N.Y. Gov. Threatens To Mothball More Prisons
New York Gov. Andrew Cuomo will unveil a plan Tuesday to cut his state's budget deficit, which now stands at more than $11 billion. Cuomo is considering massive layoffs that could hit as many as 10,000 state workers. And the state's prison system could face the deepest cuts.
But prisons are a major source of jobs in upstate New York, where unemployment tops 10 percent. When the state announced it wanted to close the Lyon Mountain prison, which sits just south of the U.S.-Canada border, locals like Karen Linney were devastated.
"There's no jobs anywhere!" she said. "So we need to fight to keep this prison open or there's nothing."
Lyon Mountain used to be a mining town. But as factories and mines in this region closed in the 1960s and '70s, the state replaced them one by one with prisons.
"The state understood that the economy in the North Country was hurting. We needed help," says state Sen. Betty Little, who spoke at a town meeting last year at the Lyon Mountain American Legion hall.
Little's sprawling rural district has 13 state prisons, and she says they should all stay right where they are.
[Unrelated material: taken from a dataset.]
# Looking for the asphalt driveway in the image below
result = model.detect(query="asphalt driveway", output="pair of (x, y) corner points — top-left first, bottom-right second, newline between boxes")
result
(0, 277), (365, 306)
"We built an economy around these facilities and there's absolutely nothing, nothing to replace those jobs," she says.
Prisons As An Economic Engine
Strange as it seems to outsiders, people here have long thought of prisons as an industry. Jobs there are a kind of trade passed on from generation to generation.
But this livelihood is being squeezed hard by two big changes.
Crime rates in New York State plummeted over the past decade, and the number of inmates dropped 20 percent. Because the state eased mandatory drug sentences last year, the prison population is expected to shrink even more.
The other big change is the state's deepening budget crisis. In his State of the State address earlier this month, Cuomo said using prisons to prop up rural economies is no longer affordable. "An incarceration program is not an employment program," he said. "If people need jobs, let's get people jobs. Don't put other people in prison to give some people jobs. That's not what this state is all about. And that has to end this session."
Cuomo's announcement drew praise from prison reform advocates like Bob Gangi. "It's somewhat ironic that he says that's not what this state is all about," Gangi says. "Because that's what the state has been about for about the last 30 years."
Gangi says the old policy was too expensive. The Department of Correctional Services still employs nearly 19,000 prison guards statewide. But Gangi argues that the system also created an economic incentive to lock up people who should have been in drug rehab or mental health counseling.
"One of the problems with using incarceration as a jobs program is the fundamental immorality of it," he says. "Because as he said, you're locking up people in order to provide other people jobs."
But rural leaders in New York say their towns provide a needed service, housing and caring for the state's criminals. They accuse state officials of closing prisons hastily, with no plans for redevelopment.
We built an economy around these facilities and there's absolutely nothing, nothing to replace those jobs.
Brian McDonnell has been working to help sell a prison mothballed in 2009 that sits smack in the middle of his community of Brighton, N.Y. He says the former Camp Gabriels was abandoned and left in terrible shape.
"There was black mold in a lot of — several of the metal buildings," he says. "The state didn't do us any favors by just closing everything up."
'We Need To Rally As A Whole'
Any new prison cuts announced Tuesday are sure to spark a major political fight in the state Legislature. Avoiding closures may be impossible, given the budget crisis, but Little, the state senator, says she hopes corrections facilities in these rural towns will be spared.
"I certainly don't believe that we need to create inmates to fill prisons," she says. "But I do believe that when we decide to downsize, we need to look at the economic impact. It would be my hope that they would look in other areas of the state."
But prison guards like Chad Stickney are worried. He lives in Ogdensburg, N.Y., where there are actually two state prisons — one of them targeted for closure last year.
"We need to unite as every jail above Albany," Stickney says. "Because that's where all these jails closures are coming from are above Albany. We need to rally as a whole."
The prison in Lyon Mountain closed its doors earlier this month, costing that tiny town more than 90 jobs.